Eager execution does not work for R interface under Python 3 #20701

jjallaire · 2018-07-11T15:57:32Z

Hi there, I am the maintainer of the R interface to TensorFlow. We are currently in the process of porting various Eager examples to R. We haven't had trouble with Python 2 versions of TensorFlow, but with Python 3 versions we get some strange errors.

I realize that this is within the R interface so technically falls outside of the scope of TF for Python. However, in order for us to address this we need some insight as to what might be different for Eager under Python 3. I'll provide a detailed repro and explanation of it's under the hood behavior below.

cc @martinwicke @random-forests

System information

Have I written custom code (as opposed to using a stock example script provided in TensorFlow): Yes
OS Platform and Distribution (e.g., Linux Ubuntu 16.04): Linux Ubuntu 18.04
TensorFlow installed from (source or binary): Binary
TensorFlow version (use command below): TensorFlow v1.10.0-dev20180710
Python version: 3.6.5
Bazel version (if compiling from source): N/A
GCC/Compiler version (if compiling from source): N/A
CUDA/cuDNN version: N/A
GPU model and memory: N/A
Exact command to reproduce: See below

Describe the problem

Using the R interface to TensorFlow:

library(tensorflow)
tf$enable_eager_execution()
x <- tf$constant(1)
tf$add(x, x)

Results in this error:

SystemError: <built-in function TFE_Py_FastPathExecute> returned a result with an error set

This error occurs within the definition of add() within gen_math_ops.py:

  _result = _pywrap_tensorflow.TFE_Py_FastPathExecute(
        _ctx._context_handle, _ctx._eager_context.device_name, "Add", name,
        _ctx._post_execution_callbacks, x, y)

This code works as expected under TF w/ Python 2.

Again, I realize that this is the R interface so you might not have an intuition about what could be wrong. You can think of the R interface conceptually as just using the C Python API to invoke functions. So in the above code we are essentially using:

PyImport_Import to import the tensorflow module
PyObject_CallFunctionObjArgs to call Python functions (e.g. tf.enable_eager_execution, tf.constant, etc.)

My theory is that under Python 3 there is something being done at the Python language level that we aren't emulating or capture when calling through the Python C interface. Hopefully this provides you with some clues as to what that might be and we will be able to make whatever changes are required to make this work within R.

The text was updated successfully, but these errors were encountered:

martinwicke · 2018-07-11T18:44:35Z

I have seen this error before (not in TF) when I made some mistake I believe related to reference counting in connection with exceptions. But I can't say what's wrong here. I also think that Py3 is stricter about what it lets you get away with, which is probably why you only see this with Py3.

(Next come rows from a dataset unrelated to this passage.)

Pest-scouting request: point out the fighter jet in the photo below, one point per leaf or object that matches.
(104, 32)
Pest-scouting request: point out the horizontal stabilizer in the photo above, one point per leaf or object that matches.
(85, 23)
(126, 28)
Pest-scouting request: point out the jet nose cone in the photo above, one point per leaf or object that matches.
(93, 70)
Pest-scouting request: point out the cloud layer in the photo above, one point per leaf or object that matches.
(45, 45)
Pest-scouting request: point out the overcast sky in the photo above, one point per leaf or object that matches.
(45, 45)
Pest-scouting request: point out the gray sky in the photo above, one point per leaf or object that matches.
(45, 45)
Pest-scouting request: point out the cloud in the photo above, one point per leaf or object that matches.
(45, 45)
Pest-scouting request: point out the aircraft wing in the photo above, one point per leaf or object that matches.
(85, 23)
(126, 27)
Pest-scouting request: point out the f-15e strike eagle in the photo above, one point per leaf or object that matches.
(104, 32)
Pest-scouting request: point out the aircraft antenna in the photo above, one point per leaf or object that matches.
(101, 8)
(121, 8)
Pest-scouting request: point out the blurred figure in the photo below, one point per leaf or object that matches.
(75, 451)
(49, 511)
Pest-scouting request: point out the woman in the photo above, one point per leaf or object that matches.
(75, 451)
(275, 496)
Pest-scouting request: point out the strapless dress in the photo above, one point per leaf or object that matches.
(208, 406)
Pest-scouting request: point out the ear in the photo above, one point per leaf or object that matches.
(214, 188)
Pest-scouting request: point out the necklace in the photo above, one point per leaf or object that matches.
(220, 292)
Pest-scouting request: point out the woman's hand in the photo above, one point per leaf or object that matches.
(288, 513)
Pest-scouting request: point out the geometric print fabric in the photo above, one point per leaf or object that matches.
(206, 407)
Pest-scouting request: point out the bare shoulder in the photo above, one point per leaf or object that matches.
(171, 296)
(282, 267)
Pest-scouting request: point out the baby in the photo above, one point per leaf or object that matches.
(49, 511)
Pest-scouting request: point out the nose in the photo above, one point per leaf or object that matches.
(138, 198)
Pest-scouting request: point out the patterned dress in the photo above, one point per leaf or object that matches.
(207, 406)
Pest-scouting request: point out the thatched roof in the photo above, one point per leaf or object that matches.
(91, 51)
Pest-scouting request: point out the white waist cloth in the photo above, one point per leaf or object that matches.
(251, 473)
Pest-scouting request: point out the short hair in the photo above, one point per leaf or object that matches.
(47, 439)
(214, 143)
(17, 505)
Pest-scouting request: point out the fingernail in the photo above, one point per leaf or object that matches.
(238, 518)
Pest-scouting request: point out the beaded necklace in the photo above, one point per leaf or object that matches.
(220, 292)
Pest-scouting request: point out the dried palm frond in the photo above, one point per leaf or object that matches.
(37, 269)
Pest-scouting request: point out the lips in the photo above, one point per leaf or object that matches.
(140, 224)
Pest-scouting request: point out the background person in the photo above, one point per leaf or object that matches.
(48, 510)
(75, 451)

Added Alex, who has more context on Eager specifically.

alextp · 2018-07-11T18:47:17Z

Interesting. @akshaym can you take a look at this? Maybe FastPathExecute is doing something funny.

@jjallaire , can you also show us some more information about what error is being set? If you print the TF_Status error code it'll be really helpful.

jjallaire · 2018-07-11T19:25:05Z

Interesting. To test whether the R interface might be leaving an error set before calling I added a pre-emptive call to PyErr_Clear() right before we call PyObject_CallFunctionObjArgs(). Unfortunately the error is still occurring so it may be that there is a Python error occurring somewhere within the call to TFE_Py_FastPathExecute.

So this particular error condition could be somewhat of a red herring: i.e. there is an error occurring during execution b/c some precondition is not met when calling via the C API but we don't see it.

Looking at the code for TFE_Py_FastPathExecute() (https://github.com/tensorflow/tensorflow/blob/master/tensorflow/python/eager/pywrap_tfe_src.cc#L2232) there are lots of reasons an error might occur but I don't have any intuition about which of these might only be tickled when calling a Python op via the C API as opposed to the Python interpreter.

jjallaire · 2018-07-11T19:28:08Z

Is there a way to get the TF_Status error code from the Python interface?

martinwicke · 2018-07-11T19:34:28Z

(sorry)

alextp · 2018-07-11T19:35:36Z

We usually raise an exception from the TF_Status error code. It might be easier to print it in TFE_FastPathExecute though since I don't know how exceptions work across the python/R boundary.

…

On Wed, Jul 11, 2018 at 12:32 PM J.J. Allaire ***@***.***> wrote: Is there a way to get the TF_Status error code from the Python interface? — You are receiving this because you were assigned. Reply to this email directly, view it on GitHub <#20701 (comment)>, or mute the thread <https://github.com/notifications/unsubscribe-auth/AAATxY5EXDgGgbQmlfonTpVNT2ywBcObks5uFlKxgaJpZM4VLaa0> .

-- - Alex

akshaym · 2018-07-11T20:12:56Z

Hi @jjallaire, Do you have steps to replicate your environment?

I'm pretty unfamiliar with how to set up R (I tried the r-base docker, but wasn't able to install TF using https://tensorflow.rstudio.com/tensorflow/).

Some questions I have:
Since the TF py3 docker has 3.5.2 (and your version is 3.6.5), can you check that this error doesn't occur from the python interpreter directly? If so, it might be easier for me to debug that.
Does it happen with all ops (perhaps try a matmul)?
Does tf.constant(1) return a reasonable looking Tensor?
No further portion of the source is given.